Nevertheless, such criticisms, appealing as they do to the strong strain of asceticism latent in the Indian nature, have affected many Indians who, while unable to concur in the conclusions, still try to evolve a "middle term," retaining everything congenial in the old system and grafting on a select set of Western innovations. Accordingly, these persons have elaborated programmes for a "new order" built on a blend of Hindu mysticism, caste, Western industry, and socialism.[237]

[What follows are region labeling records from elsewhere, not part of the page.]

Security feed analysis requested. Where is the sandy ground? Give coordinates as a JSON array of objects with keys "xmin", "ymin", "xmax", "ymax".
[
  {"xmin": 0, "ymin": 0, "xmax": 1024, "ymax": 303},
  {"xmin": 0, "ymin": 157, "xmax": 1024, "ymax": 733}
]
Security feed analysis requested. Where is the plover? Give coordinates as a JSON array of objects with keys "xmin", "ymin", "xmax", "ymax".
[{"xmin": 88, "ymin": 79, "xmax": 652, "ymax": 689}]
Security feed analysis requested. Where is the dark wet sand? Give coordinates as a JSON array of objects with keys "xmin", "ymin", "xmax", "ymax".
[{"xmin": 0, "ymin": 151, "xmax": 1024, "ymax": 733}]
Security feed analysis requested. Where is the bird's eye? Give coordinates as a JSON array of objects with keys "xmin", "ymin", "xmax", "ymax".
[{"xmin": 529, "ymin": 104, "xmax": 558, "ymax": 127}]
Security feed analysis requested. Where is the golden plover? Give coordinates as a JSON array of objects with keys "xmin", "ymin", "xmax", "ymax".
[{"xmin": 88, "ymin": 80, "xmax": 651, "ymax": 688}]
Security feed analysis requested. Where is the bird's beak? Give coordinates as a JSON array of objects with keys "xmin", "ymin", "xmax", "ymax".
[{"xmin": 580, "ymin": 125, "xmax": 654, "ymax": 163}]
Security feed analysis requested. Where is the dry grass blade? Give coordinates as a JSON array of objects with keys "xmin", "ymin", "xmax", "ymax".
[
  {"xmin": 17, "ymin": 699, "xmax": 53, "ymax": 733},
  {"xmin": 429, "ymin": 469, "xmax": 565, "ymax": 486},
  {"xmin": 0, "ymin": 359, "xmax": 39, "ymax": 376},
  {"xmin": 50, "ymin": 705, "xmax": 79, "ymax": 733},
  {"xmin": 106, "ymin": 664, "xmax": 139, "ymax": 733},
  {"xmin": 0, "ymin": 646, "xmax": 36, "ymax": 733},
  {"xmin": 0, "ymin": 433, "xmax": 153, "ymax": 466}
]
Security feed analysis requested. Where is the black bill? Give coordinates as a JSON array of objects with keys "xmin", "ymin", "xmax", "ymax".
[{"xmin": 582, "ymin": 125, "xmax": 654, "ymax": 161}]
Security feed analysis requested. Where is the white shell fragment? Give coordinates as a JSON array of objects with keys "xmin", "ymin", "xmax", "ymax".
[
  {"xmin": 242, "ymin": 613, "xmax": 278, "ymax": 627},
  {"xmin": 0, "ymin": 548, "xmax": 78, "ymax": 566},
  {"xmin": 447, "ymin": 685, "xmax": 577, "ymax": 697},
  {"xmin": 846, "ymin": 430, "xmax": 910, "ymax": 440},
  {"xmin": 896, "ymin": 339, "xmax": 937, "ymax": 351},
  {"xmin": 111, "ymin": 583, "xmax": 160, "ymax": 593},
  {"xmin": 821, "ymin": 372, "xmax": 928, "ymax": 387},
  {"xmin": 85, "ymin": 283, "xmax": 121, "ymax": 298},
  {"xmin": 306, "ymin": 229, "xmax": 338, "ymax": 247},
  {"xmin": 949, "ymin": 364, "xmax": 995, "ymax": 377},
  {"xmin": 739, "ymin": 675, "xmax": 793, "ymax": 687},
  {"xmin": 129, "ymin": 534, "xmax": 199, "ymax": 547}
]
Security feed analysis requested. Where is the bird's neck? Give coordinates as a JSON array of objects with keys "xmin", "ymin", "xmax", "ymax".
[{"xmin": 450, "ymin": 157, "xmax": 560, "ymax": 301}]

Now these schemes are highly ingenious. But they are not convincing. Their authors should remember the old adage that you cannot eat your cake and have it too. When we realize the abysmal antithesis between the economic systems of the old East and the modern West, any attempt to combine the most congenial points of both while eschewing their defects seems an attempt to reconcile irreconcilables and about as profitable as trying to square the circle. As Lowes Dickinson wisely observes: "Civilization is a whole. Its art, its religion, its way of life, all hang together with its economic and technical development. I doubt whether a nation can pick and choose; whether, for instance, the East can say, 'We will take from the West its battleships, its factories, its medical science; we will not take its social confusion, its hurry and fatigue, its ugliness, its over-emphasis on activity.'... So I expect the East to follow us, whether it like it or no, into all these excesses, and to go right through, not round, all that we have been through on its way to a higher phase of civilization."[238]